Recommendations Samriddhi made weeks before the budget announcement and handed over to the government during the budget preparation phase, included reforming the way agricultural subsidies were distributed such that the subsidies actually reached the targeted group and played a role in increasing productivity. One of the recommendations picked up by the budget was providing subsidy based on productivity. (#112)
In its publications ‘Review & Overview of Economic Contribution of Education in Nepal (2012)’ and ‘Possibility of Education Vouchers in Nepal (2015), Samriddhi had advocated for at least a piloting of education vouchers in Nepal.
#214 of the budget announcement has provisioned education vouchers for children from extremely marginalized communities such as Wadi, Haliya, Gandharva, Mashar, Dome, Chamar, etc.
Doing Business Reforms
Pertaining to Doing Business reform, Samriddhi has been actively working on easing entry to the market and exit (i.e. registering and closing down a company), trading across borders, and improving the environment for foreign investments.
Following are the provisions in the budget that are in line with the list of recommendations Samriddhi made and handed to the government weeks before the budget announcement:
#164 in the budget announcement committed to conducting targeted legal reforms in cost of doing business indicators that would establish Nepal as a lucrative investment destination.
#167 committed to amending the law and provisions in order to allow entrepreneurs to acquire more land above the land ceiling for industrial and business purposes.
#168 committed to amending provisions for joint ventures and starting operation of the secure transaction registrar’s office.
#174 committed to holding Nepal Investors’ Summit in the upcoming year.

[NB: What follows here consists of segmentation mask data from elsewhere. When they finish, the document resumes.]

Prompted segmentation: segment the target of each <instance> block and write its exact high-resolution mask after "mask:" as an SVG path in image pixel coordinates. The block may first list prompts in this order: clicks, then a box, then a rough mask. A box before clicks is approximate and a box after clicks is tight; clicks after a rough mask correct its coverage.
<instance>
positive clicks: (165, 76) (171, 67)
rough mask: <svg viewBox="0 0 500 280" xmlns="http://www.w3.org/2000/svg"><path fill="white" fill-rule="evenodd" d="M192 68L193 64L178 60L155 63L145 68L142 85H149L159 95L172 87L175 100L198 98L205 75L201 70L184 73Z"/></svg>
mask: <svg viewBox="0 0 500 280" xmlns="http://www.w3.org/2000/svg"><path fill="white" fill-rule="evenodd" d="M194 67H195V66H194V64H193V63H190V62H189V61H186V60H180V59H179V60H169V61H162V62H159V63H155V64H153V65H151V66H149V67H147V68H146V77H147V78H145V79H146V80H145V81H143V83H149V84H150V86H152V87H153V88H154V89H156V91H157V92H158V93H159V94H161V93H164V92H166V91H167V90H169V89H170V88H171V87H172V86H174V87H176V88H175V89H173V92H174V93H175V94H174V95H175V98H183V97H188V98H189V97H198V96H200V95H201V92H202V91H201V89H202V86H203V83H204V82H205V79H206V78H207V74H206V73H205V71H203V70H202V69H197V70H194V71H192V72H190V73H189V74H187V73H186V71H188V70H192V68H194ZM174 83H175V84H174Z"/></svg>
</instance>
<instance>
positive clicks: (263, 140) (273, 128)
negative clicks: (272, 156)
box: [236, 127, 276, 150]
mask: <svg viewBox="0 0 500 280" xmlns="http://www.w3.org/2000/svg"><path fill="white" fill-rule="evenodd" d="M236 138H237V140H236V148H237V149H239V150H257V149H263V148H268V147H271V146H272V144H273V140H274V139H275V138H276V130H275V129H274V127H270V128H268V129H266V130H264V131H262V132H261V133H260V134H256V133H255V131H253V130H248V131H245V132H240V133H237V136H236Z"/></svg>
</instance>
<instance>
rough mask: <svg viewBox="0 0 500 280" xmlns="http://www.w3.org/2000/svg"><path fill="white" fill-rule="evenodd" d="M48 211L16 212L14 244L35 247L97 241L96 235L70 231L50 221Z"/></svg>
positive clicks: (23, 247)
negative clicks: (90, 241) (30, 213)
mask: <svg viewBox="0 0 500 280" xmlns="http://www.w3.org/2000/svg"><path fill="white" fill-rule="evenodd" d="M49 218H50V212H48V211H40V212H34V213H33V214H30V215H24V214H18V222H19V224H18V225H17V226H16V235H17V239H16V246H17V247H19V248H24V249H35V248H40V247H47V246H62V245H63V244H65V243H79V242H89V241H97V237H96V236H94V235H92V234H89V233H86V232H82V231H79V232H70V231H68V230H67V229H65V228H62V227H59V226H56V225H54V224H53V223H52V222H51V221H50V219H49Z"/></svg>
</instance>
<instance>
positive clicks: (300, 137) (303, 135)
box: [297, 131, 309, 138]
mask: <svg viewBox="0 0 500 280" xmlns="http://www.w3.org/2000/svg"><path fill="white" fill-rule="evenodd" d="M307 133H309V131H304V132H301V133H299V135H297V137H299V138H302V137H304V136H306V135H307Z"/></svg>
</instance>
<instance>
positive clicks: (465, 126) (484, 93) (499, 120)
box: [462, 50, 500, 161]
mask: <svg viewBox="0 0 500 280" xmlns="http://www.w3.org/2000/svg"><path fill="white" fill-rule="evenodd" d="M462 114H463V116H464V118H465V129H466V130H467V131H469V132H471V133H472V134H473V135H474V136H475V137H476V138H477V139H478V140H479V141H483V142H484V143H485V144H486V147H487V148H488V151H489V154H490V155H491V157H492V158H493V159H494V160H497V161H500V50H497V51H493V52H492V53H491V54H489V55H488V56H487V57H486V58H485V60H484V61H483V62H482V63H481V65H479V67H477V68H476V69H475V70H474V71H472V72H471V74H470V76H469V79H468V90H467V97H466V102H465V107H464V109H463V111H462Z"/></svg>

Reforms for Micro and Small Enterprises
In its publication that outlined hurdles faced by micro enterprises such as Kirana Pasals (small mom and pop shops) and made recommendations to the ease regulations to enhance their growth, Samriddhi recommended tax reforms for micro and small enterprises.
#404 in the budget announcement made a provision whereby small and medium enterprises making annual transactions below NRs. 10,000,000 need not perform an external audit and can declare their taxes themselves.